GM/T 0021-2012 'Technical Specification for Dynamic Password Cipher Application Technology' and GB/T 38556-2020 'Information Security Technology - Technical Specification for Dynamic Password Cipher Application Technology' serve as the technical standards for this type of cipher product, mainly stipulating the requirements for hardware form dynamic tokens. In the original commercial cipher product model certificate, the prefix for the dynamic token product model is 'SRK', and the third 'K' represents the form as card-type.

In addition, for the software form of dynamic tokens, we need to investigate their lifecycle management, including the generation, distribution, storage, and use of the seed key, especially the key storage aspect, which is difficult to trace back to a reliable 'security root', which is also a pain point in the design of software cipher modules.

Of course, manufacturers may have developed related software products for the convenience of customers' use and management. Only when the software product passes the commercial cipher product certification can it be considered compliant with the cipher product.
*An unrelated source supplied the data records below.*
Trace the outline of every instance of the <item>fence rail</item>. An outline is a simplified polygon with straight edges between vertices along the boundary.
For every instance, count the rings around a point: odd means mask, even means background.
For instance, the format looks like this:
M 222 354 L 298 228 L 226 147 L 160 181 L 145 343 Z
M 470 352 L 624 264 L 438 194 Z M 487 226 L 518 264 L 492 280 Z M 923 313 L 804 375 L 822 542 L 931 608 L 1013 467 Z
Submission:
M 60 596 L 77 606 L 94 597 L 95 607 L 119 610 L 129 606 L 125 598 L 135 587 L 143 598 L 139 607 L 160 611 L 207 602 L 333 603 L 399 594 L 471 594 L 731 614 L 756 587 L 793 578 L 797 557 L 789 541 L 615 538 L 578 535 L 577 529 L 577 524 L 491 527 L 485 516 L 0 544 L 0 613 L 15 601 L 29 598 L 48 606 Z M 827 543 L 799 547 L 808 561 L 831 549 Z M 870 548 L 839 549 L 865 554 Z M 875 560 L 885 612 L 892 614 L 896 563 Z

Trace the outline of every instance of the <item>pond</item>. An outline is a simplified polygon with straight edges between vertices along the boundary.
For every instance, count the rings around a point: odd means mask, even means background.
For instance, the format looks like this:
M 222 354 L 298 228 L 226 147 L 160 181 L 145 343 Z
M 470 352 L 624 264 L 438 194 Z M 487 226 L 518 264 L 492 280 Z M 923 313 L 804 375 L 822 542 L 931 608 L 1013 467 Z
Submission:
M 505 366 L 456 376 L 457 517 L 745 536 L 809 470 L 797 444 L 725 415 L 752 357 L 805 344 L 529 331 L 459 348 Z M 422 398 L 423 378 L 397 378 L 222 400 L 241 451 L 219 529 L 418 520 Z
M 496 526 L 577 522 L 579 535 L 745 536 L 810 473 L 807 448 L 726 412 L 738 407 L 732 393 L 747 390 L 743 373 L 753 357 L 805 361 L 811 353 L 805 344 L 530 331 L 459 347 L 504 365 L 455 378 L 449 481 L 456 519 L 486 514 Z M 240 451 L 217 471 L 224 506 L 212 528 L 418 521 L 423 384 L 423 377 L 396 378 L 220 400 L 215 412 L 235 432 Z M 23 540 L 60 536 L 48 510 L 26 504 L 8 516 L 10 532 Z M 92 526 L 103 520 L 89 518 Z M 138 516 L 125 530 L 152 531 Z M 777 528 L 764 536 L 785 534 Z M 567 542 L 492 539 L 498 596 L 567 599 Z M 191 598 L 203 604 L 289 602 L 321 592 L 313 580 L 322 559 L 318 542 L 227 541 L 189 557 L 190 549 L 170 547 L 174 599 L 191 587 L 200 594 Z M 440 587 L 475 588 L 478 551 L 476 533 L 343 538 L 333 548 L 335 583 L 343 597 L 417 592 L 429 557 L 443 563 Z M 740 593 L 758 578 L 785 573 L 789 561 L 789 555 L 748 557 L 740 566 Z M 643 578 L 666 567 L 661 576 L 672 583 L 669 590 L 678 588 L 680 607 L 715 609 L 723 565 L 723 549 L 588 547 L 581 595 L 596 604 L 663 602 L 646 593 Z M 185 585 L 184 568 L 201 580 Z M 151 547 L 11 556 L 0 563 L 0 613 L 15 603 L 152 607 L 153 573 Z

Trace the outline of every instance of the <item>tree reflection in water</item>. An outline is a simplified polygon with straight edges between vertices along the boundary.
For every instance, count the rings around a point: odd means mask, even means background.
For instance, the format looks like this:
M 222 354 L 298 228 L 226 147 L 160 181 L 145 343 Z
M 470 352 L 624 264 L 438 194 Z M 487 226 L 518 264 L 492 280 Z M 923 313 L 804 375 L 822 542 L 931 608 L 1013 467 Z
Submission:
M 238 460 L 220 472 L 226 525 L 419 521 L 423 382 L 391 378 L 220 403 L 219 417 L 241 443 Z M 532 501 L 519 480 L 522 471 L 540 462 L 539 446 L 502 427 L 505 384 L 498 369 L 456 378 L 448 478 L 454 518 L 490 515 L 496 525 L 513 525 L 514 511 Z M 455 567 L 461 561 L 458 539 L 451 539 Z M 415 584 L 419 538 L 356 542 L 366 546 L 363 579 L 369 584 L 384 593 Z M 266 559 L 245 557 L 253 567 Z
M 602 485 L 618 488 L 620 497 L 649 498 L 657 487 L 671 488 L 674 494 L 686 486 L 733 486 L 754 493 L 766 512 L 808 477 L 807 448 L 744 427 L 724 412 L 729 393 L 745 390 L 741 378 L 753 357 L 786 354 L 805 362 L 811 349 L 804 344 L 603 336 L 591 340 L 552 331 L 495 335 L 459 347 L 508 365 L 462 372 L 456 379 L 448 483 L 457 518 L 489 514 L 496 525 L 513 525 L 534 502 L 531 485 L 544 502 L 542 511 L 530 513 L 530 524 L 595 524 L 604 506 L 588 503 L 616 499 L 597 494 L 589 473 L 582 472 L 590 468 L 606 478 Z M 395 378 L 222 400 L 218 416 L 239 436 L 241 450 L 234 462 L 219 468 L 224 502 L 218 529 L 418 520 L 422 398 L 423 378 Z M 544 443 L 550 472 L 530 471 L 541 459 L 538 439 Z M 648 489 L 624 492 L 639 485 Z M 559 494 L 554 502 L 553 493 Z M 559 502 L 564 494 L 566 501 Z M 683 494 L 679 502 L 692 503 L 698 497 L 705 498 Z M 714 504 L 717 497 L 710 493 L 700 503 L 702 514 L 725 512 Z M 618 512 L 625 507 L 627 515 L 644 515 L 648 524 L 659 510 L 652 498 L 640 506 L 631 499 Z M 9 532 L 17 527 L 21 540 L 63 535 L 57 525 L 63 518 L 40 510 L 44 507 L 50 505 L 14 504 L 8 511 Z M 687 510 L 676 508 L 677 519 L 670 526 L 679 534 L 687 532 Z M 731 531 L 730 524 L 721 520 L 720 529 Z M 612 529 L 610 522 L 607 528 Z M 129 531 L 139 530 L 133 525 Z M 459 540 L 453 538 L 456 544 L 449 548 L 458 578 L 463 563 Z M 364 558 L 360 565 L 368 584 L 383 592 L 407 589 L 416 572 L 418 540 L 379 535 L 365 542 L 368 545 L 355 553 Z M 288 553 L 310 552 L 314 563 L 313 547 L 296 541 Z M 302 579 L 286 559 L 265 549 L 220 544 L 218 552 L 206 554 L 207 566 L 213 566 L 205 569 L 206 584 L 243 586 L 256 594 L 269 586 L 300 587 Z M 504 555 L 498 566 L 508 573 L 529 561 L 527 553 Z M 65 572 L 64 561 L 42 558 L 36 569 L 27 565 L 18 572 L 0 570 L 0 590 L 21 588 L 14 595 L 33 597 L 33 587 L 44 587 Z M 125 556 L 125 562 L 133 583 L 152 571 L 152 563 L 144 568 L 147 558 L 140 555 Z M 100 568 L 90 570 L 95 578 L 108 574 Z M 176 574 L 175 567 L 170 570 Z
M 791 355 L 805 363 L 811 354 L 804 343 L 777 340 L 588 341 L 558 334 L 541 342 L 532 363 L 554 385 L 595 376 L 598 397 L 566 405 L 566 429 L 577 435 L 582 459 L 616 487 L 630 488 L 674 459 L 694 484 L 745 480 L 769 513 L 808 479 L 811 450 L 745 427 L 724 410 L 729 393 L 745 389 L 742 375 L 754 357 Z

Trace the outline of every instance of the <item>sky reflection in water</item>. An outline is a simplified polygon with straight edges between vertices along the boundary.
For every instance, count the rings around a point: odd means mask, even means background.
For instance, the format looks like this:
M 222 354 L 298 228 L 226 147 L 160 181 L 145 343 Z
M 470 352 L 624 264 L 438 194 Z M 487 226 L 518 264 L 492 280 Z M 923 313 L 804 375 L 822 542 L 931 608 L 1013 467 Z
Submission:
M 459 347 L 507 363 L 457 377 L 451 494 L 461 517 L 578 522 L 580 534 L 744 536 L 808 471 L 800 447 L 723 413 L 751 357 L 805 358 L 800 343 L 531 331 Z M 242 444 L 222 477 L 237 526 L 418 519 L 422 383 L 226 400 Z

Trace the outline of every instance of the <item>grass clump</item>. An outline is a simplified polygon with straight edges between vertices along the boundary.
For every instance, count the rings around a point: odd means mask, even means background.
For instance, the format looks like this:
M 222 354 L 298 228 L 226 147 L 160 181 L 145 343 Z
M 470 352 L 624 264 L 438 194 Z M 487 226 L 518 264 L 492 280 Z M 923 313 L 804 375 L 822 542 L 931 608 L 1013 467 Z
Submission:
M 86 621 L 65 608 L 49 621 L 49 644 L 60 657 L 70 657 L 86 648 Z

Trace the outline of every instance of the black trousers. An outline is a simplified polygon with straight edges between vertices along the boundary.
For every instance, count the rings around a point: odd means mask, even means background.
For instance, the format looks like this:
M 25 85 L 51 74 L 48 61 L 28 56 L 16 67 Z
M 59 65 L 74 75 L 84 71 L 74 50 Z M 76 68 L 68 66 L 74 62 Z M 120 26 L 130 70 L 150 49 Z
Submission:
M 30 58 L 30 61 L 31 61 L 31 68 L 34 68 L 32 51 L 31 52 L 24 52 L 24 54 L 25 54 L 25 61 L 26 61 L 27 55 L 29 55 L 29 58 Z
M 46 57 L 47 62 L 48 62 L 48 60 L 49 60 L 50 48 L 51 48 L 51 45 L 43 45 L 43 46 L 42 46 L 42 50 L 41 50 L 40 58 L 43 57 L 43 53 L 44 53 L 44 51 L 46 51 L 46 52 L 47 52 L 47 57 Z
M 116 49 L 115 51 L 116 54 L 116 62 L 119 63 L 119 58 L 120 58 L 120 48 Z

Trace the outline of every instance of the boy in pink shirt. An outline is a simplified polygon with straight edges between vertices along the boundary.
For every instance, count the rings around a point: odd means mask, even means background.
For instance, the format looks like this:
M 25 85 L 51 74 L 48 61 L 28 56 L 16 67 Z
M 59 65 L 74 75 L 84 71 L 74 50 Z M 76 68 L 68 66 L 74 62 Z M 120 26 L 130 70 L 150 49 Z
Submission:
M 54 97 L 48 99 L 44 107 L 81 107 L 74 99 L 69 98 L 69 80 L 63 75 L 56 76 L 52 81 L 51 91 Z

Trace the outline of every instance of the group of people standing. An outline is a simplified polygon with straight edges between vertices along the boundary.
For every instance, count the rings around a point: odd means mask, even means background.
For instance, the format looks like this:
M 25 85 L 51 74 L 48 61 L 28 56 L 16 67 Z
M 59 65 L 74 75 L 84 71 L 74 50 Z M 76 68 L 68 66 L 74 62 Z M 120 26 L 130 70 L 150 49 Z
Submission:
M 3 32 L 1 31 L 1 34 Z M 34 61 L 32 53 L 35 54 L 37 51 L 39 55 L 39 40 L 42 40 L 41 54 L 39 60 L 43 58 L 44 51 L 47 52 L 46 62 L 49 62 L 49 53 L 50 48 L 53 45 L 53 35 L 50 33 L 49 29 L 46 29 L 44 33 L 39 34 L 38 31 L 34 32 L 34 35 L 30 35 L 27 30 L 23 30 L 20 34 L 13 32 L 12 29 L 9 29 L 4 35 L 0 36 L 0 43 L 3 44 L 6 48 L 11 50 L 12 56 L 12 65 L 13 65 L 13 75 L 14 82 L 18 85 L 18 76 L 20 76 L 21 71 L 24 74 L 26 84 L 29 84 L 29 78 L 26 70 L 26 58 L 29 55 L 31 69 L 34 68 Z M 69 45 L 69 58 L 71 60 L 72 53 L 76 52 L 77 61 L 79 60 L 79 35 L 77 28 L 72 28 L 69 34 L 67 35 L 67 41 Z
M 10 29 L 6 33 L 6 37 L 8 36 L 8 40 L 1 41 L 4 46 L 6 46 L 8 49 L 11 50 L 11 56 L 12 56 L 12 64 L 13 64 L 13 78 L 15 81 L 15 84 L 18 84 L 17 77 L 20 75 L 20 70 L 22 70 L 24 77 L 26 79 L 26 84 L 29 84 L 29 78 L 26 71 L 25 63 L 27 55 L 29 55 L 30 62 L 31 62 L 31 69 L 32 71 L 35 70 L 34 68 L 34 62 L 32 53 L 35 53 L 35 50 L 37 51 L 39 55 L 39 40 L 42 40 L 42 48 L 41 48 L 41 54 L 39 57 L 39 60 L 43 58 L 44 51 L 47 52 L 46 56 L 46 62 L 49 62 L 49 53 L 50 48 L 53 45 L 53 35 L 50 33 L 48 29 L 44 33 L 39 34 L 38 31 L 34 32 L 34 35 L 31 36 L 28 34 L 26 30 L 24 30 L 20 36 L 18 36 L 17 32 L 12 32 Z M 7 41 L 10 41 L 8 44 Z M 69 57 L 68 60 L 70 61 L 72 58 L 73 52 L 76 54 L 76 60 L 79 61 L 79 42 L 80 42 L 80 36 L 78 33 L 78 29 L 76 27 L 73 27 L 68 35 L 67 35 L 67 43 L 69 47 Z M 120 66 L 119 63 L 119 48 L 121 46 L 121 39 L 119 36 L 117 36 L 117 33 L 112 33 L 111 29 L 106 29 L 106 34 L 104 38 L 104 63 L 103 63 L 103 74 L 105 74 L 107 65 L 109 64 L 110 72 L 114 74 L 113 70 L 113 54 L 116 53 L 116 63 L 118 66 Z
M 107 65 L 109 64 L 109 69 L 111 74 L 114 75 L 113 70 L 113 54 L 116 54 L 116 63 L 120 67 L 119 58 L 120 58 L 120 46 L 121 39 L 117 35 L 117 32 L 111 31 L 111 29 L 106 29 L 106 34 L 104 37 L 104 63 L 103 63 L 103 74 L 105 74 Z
In the current commercial cipher product certification system, the numbers from the 6th to the 7th positions on the certification certificate number represent the product type, 14 represents dynamic tokens/dynamic token authentication systems, and 22 represents other cipher modules (including software cipher modules), for example, GM00441 can be learned from the business secret certification business network.142021xxxx is a dynamic token developed by a certain company. If in the future a dynamic token appears as a software form passing the commercial secret product certification, the product type may be '22' instead of '14', which is worth noting.

(6) Dynamic Token/If the dynamic token authentication system has an effective commercial password product certification certificate, can the 'key management' dimension of the related evaluation items be directly judged as compliant?

No. At least the following contents need to be considered:

1. If it is used for application system identity authentication, it is necessary to test whether the dynamic password authentication has been effectively applied.
2. When the dynamic token authentication system itself is used as the evaluation object at the device level, it is still necessary to evaluate the identity authentication mechanism and remote management channel when managing it.
3. It is necessary to evaluate the lifecycle management of the seed key in the dynamic token/dynamic token authentication system, especially the generation/distribution, import (distribution), storage, and use processes.
4. It is necessary to view the management interface of the dynamic token authentication system, such as token serial number management, key management, token status, consecutive error times, token offset, algorithm configuration, etc. (if any).
5. It is necessary to check whether the evaluation level matches the security level of the password module, such as the third-level information system should adopt dynamic token products that meet or exceed the level 2 of GB/T 37092, and theoretically, the password module components contained in the dynamic token authentication system should also meet or exceed the level 2 requirements of GB/T 37092.

(7) UseGoogle AuthenticatorOrMicrosoft AuthenticatorAs a dynamic token for server operation and maintenance personnel's identity authentication, how to determine the assessment item of 'identity authentication' for the server?

Google Authenticator and Microsoft Authenticator are common OTPs in the app store. The following is a sample evaluation (not considering the OTP authentication server for the time being).

There are many types of open-source OTP or OTP authentication service servers on the market, such as Google Authenticator (which is not consistent with the store version and has stopped maintenance), FreeOTP/FreeOTP+, LinOTP, and others, most of which support HOTP and TOTP, and the specific conclusion is subject to the actual evaluation results.